Charakter: Minne to bardzo miła i przyjazna klacz, która ma podobny charakter do swojej ukochanej właścicielki. Miła, posłuszna i o łagodnym charakterze Minne, która również jest duchowo połączona ze swą wybraną i jedyną właścicielką. Uwielbia również bawić się z dziećmi i dosiadać się każdej małej osóbce. Inaczej jest z osobami, które nie są już dziećmi. Minne wyczuwa, która osoba ma złe zamiary i to jej nie pozwala wsiąść, a jak jest ktoś miły i przyjazny, to pozwala mu wziąść na jej grzbiet.

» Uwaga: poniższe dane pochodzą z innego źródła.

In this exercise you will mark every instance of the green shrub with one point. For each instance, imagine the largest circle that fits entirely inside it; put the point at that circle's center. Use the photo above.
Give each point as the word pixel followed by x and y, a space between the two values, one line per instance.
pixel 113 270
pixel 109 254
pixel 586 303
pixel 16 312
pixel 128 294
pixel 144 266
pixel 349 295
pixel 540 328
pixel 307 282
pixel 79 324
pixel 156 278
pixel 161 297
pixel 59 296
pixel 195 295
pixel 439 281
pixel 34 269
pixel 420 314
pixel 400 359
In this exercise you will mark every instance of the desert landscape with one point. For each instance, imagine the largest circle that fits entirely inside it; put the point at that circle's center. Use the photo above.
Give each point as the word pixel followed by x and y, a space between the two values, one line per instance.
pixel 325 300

Aparycja: Minne to brązowa klacz z białymi łatami oraz czarno- szarą grzywą. Ma na sobie często wpięte pióra i kolorowe znaki, które rysuje jej właścicielka. Obie to lubią i nikomu to nie przeszkadza. Hiyori również lubi malować i wplatać pióra w grzywę i ogon klaczy Rina, jak i innych koni. Podczas swej "przemiany", jej kopyta, oczy, skrzydła, grzywa i ogon rozświetlają się, wrecz płonąc, na zielony kolor, a klacz zostawia za sobą charakterystyczne ślady, które wyglądają, jakby były spowite kwasem.
Umiejętności: 
-Potrafi zmieniać swoją formę, podczas której jej oczy, kopyta, grzywa, ogon itd. płoną zieloną substancją, przypominającą ogień, jak w demonicznej formie Hiyori. Jest znana jako koń  głodu. Ludzie powiadają, że jest to zwiastun ubóstwa i głodu. Podczas tej charakterystycznej formy zostawia za sobą zielone, kwasowe ślady, a jej "ogień" staje się jednością z mocami Hiyori.

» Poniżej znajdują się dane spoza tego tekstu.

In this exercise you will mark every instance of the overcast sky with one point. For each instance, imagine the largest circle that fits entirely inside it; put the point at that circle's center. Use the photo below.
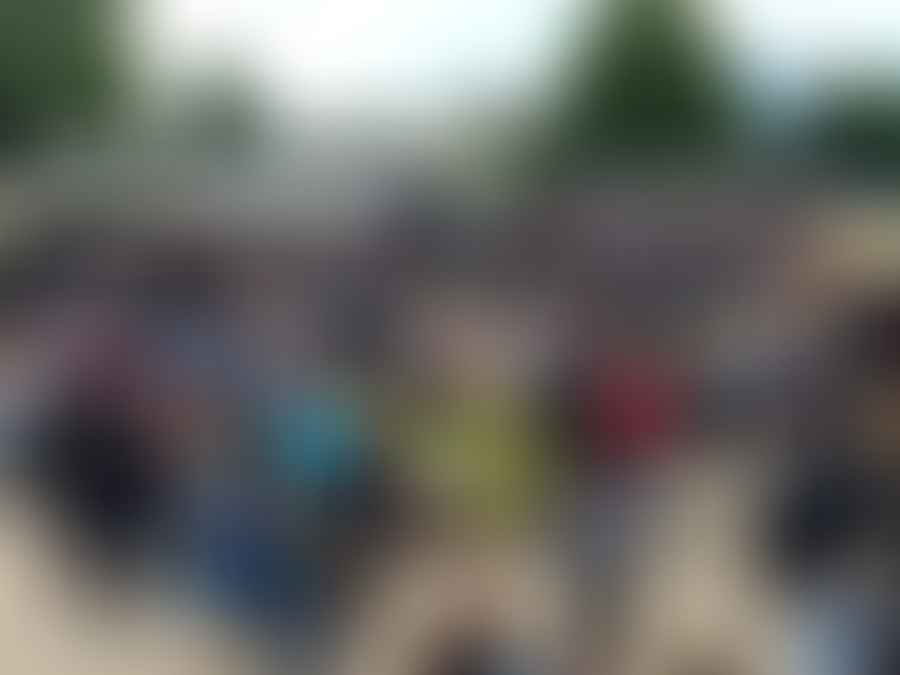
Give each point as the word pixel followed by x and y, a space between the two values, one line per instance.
pixel 420 53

-Potrafi robić małe iluzje jak Hiyori.
Inne:
-Lubi dzieci.
-Lubi długodystansowe przejażdżki z przeszkodami.
-Spotkała kiedyś pewnego białowłosego chłopaka i od razu go polubiła, nikt nie wie czemu.
-Jest połączona ze swym rodzeństwem jak i rodzeństwem Hiyori duchowo.
-Wiąże się z nią, jak i pozostałymi końmi śmierci pewna historia.
-Podczas tych charakterystycznych przemian na jej zadzie pojawia sie znak wygladający jak waga.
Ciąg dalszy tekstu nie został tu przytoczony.